THE STATE v. MENDOZA.

A89A0506.

Court of Appeals of Georgia.

Decided March 17, 1989.

Glenn Thomas, Jr., District Attorney, John B. Johnson III, Assistant District Attorney, for appellant.

James A. Chamberlin, Jr., for appellee.

McMURRAY, Presiding Judge.

Via indictment, defendant Mendoza and another were charged with the offense of trafficking in cocaine. In this regard, it was alleged that on January 9, 1988, in Glynn County, Georgia, defendant Mendoza, and another, "did then and there, unlawfully, be in actual possession of or bring into this State 28 grams or more of cocaine or of a substance containing 10 percent or more of Cocaine. . . ." (Emphasis supplied.) Defendant obtained counsel, waived formal arraignment and pleaded not guilty. He filed various pre-trial motions at that time. Thereafter, defendant's counsel withdrew and defendant retained new counsel. Within 10 days, defendant's new counsel filed a special demurrer. A few weeks later, the superior court entered an order which read: "The Defendant . . . having previously been arraigned and the attorney for the Defendant having been allowed to withdraw from the case and further the Defendant having obtained new counsel, the Court hereby extends the time allowable for the filing of Pre-trial Motions." Thereafter, the superior court sustained defendant's special demurrer because the indictment charged in the alternative. See Haley v. State, 124 Ga. 216 (52 SE 159). The State appealed. Held:

1. "The sustaining of a special demurrer, the result of which is either to strike from or add to the material allegations of an indictment, is equivalent to sustaining a general demurrer and quashing the indictment." Gentry v. State, 63 Ga. App. 275, 276 (11 SE2d 39). It follows that the State was entitled to appeal directly from the sustaining of defendant's special demurrer. OCGA ยง 5-7-1 (1). The motion to dismiss the appeal is denied.

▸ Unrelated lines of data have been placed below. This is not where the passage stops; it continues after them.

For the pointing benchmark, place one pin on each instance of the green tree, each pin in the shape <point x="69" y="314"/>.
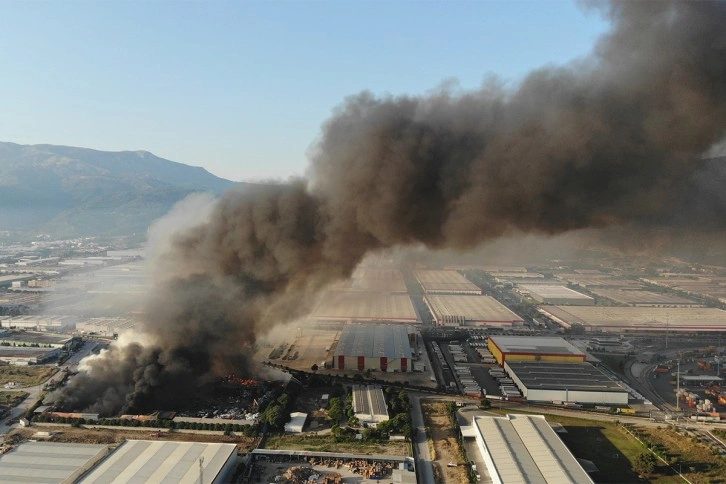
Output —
<point x="275" y="416"/>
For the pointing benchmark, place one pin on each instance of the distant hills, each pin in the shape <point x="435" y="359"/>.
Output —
<point x="66" y="191"/>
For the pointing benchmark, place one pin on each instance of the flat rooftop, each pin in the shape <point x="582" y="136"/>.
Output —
<point x="445" y="282"/>
<point x="554" y="291"/>
<point x="545" y="375"/>
<point x="634" y="296"/>
<point x="157" y="461"/>
<point x="473" y="308"/>
<point x="374" y="280"/>
<point x="524" y="448"/>
<point x="48" y="462"/>
<point x="374" y="341"/>
<point x="24" y="352"/>
<point x="638" y="318"/>
<point x="369" y="399"/>
<point x="546" y="345"/>
<point x="36" y="337"/>
<point x="596" y="280"/>
<point x="364" y="306"/>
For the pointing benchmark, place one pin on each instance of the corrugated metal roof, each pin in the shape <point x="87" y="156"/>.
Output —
<point x="47" y="462"/>
<point x="525" y="449"/>
<point x="535" y="344"/>
<point x="560" y="376"/>
<point x="374" y="341"/>
<point x="162" y="462"/>
<point x="369" y="400"/>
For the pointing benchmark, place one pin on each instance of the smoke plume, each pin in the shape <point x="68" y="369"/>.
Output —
<point x="612" y="139"/>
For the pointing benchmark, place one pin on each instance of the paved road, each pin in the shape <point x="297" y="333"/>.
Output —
<point x="424" y="468"/>
<point x="35" y="391"/>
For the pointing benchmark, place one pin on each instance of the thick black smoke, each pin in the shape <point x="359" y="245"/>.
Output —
<point x="611" y="139"/>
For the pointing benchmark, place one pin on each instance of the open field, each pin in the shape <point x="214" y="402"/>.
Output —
<point x="11" y="399"/>
<point x="606" y="444"/>
<point x="325" y="443"/>
<point x="697" y="462"/>
<point x="26" y="376"/>
<point x="446" y="443"/>
<point x="638" y="318"/>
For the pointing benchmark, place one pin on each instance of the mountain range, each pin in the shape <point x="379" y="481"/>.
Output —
<point x="66" y="191"/>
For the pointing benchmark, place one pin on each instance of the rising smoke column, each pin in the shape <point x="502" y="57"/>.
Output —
<point x="611" y="139"/>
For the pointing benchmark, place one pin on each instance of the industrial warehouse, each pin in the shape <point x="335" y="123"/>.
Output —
<point x="375" y="347"/>
<point x="524" y="448"/>
<point x="49" y="462"/>
<point x="565" y="382"/>
<point x="369" y="404"/>
<point x="471" y="311"/>
<point x="158" y="461"/>
<point x="364" y="306"/>
<point x="524" y="348"/>
<point x="549" y="294"/>
<point x="636" y="319"/>
<point x="632" y="297"/>
<point x="445" y="282"/>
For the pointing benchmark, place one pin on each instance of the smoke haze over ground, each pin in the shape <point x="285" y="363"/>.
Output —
<point x="614" y="139"/>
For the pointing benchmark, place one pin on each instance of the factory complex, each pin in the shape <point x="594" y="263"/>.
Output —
<point x="374" y="280"/>
<point x="364" y="306"/>
<point x="524" y="448"/>
<point x="445" y="282"/>
<point x="369" y="404"/>
<point x="471" y="311"/>
<point x="49" y="462"/>
<point x="523" y="348"/>
<point x="632" y="319"/>
<point x="166" y="462"/>
<point x="378" y="347"/>
<point x="550" y="294"/>
<point x="631" y="297"/>
<point x="565" y="382"/>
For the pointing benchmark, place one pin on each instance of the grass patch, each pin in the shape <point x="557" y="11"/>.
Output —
<point x="26" y="376"/>
<point x="11" y="399"/>
<point x="326" y="443"/>
<point x="699" y="463"/>
<point x="606" y="444"/>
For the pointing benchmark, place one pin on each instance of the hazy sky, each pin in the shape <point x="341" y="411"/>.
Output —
<point x="242" y="87"/>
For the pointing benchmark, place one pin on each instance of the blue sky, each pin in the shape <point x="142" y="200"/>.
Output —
<point x="243" y="87"/>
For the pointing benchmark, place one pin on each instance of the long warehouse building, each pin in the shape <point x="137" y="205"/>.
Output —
<point x="540" y="348"/>
<point x="565" y="382"/>
<point x="524" y="448"/>
<point x="553" y="294"/>
<point x="446" y="282"/>
<point x="364" y="306"/>
<point x="471" y="311"/>
<point x="375" y="347"/>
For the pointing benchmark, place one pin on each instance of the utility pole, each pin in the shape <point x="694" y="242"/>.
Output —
<point x="666" y="330"/>
<point x="678" y="387"/>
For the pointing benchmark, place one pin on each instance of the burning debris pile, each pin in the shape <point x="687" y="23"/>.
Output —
<point x="608" y="140"/>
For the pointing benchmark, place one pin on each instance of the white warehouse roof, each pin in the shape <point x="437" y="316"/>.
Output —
<point x="554" y="292"/>
<point x="163" y="462"/>
<point x="524" y="448"/>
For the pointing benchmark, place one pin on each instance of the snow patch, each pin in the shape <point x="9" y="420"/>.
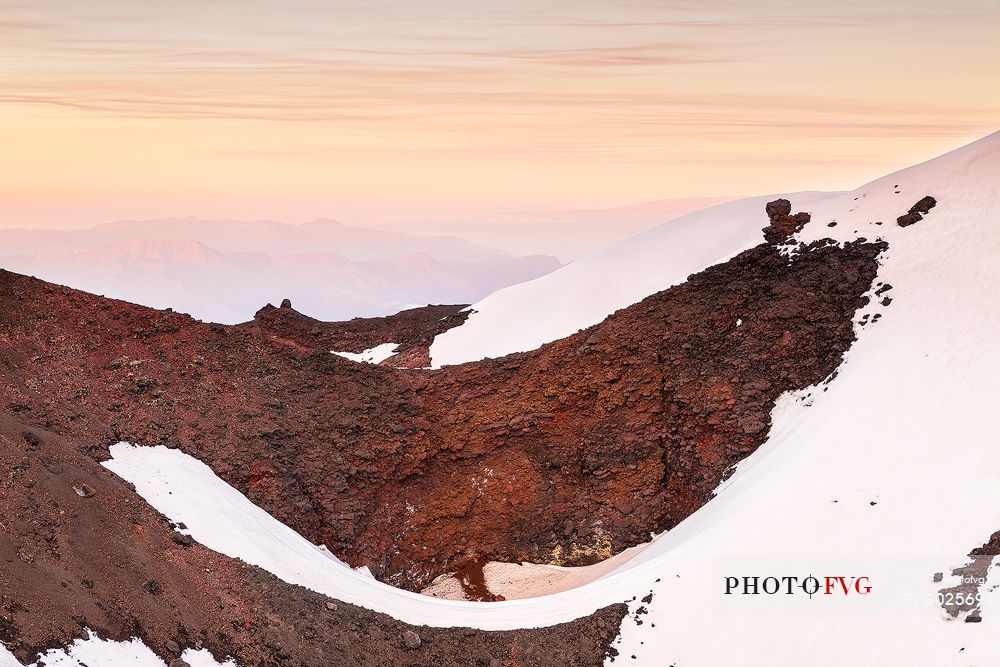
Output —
<point x="374" y="355"/>
<point x="97" y="652"/>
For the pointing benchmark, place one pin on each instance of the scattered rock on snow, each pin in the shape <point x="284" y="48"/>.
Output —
<point x="411" y="639"/>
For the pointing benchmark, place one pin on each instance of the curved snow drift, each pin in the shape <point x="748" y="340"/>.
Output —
<point x="889" y="472"/>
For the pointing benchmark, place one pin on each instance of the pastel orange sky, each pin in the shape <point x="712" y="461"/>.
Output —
<point x="294" y="110"/>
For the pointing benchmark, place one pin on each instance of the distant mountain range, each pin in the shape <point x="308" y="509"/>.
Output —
<point x="224" y="270"/>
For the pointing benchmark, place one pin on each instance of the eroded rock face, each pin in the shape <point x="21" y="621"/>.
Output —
<point x="566" y="454"/>
<point x="783" y="223"/>
<point x="917" y="212"/>
<point x="112" y="564"/>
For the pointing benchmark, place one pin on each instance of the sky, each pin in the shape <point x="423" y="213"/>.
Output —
<point x="294" y="110"/>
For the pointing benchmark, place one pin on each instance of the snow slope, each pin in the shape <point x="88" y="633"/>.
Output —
<point x="527" y="315"/>
<point x="373" y="355"/>
<point x="96" y="652"/>
<point x="889" y="472"/>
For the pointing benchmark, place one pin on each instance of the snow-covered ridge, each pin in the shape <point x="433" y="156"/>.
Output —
<point x="889" y="472"/>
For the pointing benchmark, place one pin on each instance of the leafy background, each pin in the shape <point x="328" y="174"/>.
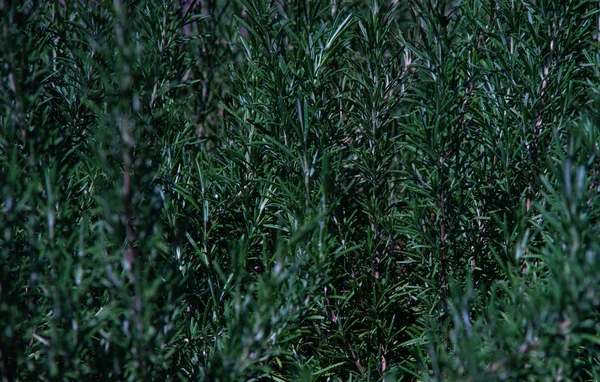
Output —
<point x="299" y="190"/>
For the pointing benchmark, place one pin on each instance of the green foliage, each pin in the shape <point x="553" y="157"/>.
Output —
<point x="303" y="190"/>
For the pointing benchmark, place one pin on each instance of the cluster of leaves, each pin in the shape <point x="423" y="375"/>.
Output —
<point x="299" y="190"/>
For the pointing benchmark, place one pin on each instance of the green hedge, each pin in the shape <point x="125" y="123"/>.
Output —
<point x="299" y="190"/>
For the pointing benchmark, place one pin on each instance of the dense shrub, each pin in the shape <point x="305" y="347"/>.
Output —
<point x="299" y="190"/>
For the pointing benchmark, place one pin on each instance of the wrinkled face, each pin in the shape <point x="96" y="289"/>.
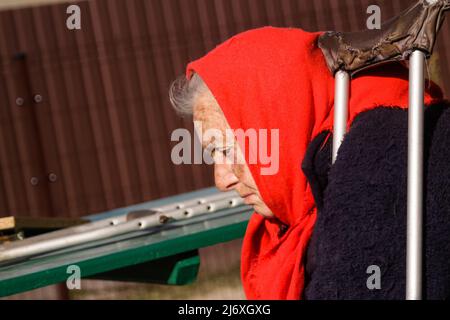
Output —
<point x="233" y="174"/>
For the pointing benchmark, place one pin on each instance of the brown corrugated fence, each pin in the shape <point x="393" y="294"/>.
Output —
<point x="85" y="121"/>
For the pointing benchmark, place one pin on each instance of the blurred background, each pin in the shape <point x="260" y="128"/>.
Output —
<point x="85" y="120"/>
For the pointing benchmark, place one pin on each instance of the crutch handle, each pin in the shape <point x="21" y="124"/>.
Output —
<point x="415" y="28"/>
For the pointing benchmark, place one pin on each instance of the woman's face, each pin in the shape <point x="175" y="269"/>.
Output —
<point x="228" y="175"/>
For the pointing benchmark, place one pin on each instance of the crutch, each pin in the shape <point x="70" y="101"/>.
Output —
<point x="137" y="220"/>
<point x="413" y="35"/>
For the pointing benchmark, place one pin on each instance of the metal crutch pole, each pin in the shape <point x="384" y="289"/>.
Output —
<point x="415" y="177"/>
<point x="341" y="96"/>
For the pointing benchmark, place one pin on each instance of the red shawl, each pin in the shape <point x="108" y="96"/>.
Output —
<point x="276" y="78"/>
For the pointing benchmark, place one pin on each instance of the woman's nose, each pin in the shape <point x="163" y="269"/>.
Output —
<point x="224" y="177"/>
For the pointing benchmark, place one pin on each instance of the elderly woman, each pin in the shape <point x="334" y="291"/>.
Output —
<point x="276" y="78"/>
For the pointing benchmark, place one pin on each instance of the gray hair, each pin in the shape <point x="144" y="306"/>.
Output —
<point x="183" y="93"/>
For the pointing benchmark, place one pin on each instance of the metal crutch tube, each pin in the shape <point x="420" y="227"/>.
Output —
<point x="17" y="252"/>
<point x="341" y="98"/>
<point x="415" y="177"/>
<point x="119" y="219"/>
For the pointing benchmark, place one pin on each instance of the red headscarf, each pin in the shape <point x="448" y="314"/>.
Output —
<point x="276" y="78"/>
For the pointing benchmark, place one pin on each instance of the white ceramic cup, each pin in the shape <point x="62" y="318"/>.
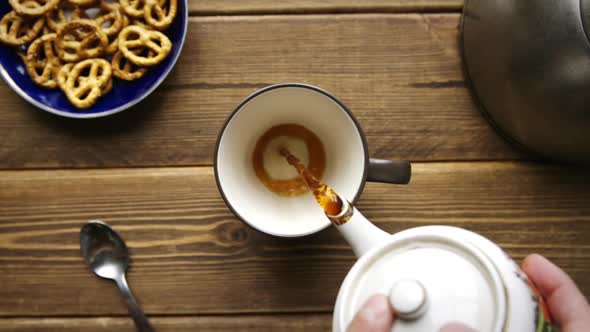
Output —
<point x="348" y="165"/>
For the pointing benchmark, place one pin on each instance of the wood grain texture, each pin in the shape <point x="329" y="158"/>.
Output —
<point x="400" y="75"/>
<point x="251" y="323"/>
<point x="191" y="255"/>
<point x="225" y="7"/>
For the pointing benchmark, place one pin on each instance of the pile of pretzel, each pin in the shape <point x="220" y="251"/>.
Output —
<point x="79" y="45"/>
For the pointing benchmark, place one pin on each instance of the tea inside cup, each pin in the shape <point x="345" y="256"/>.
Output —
<point x="345" y="152"/>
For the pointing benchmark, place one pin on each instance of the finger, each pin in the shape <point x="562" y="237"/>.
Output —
<point x="376" y="315"/>
<point x="567" y="305"/>
<point x="456" y="327"/>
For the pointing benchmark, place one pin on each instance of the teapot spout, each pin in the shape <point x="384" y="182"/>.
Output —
<point x="359" y="232"/>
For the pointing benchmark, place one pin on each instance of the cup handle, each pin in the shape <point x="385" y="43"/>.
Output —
<point x="389" y="171"/>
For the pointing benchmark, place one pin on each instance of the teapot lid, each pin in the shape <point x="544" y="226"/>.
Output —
<point x="432" y="279"/>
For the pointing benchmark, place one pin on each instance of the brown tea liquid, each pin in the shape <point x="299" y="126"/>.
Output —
<point x="324" y="195"/>
<point x="294" y="186"/>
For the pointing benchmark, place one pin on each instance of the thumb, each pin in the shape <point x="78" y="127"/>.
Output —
<point x="456" y="327"/>
<point x="375" y="316"/>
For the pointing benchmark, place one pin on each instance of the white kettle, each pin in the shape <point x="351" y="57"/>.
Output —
<point x="436" y="275"/>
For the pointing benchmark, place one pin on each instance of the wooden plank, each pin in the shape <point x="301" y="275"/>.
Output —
<point x="224" y="7"/>
<point x="400" y="75"/>
<point x="191" y="255"/>
<point x="321" y="322"/>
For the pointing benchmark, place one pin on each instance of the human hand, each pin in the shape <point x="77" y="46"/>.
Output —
<point x="568" y="306"/>
<point x="377" y="316"/>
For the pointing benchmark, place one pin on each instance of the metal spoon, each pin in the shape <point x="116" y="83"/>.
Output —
<point x="107" y="255"/>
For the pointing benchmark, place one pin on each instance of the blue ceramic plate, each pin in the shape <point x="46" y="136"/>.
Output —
<point x="122" y="96"/>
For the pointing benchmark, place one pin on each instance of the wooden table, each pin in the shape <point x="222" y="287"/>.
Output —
<point x="148" y="172"/>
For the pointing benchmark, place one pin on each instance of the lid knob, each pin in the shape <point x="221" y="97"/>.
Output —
<point x="409" y="299"/>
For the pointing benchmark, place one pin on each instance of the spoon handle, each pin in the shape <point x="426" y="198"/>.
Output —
<point x="141" y="321"/>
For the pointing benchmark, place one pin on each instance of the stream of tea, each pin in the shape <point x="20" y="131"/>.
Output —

2. The State does not take issue with the substance of the superior court's ruling. Rather, it contends the court erred in sustaining defendant's special demurrer because it was not filed at the time of arraignment. We disagree.

Rule 31.1 of the Uniform Rules for the Superior Courts provides, in part: "All motions, demurrers, and special pleas shall be made and filed at or before time of arraignment, unless time therefor is extended by the judge in writing prior to trial." (Emphasis supplied.) *832 253 Ga. 853. Pursuant to this rule, the superior court may extend the time for filing a special demurrer by a written order entered prior to trial.

In the case sub judice, the superior court entered such a written order. Thus, it cannot be said the court improperly considered defendant's special demurrer.

The State argues that, Rule 31.1 notwithstanding, the court erred in considering defendant's special demurrer because it was filed before the order extending time was entered. We cannot accept this argument. The clear import of the court's written order extending time was to permit the consideration of defendant's special demurrer. It would have served no useful purpose to require defendant to file the special demurrer again (following the entry of the order extending time) in order to consider it.

Judgment affirmed. Carley, C. J., and Beasley, J., concur.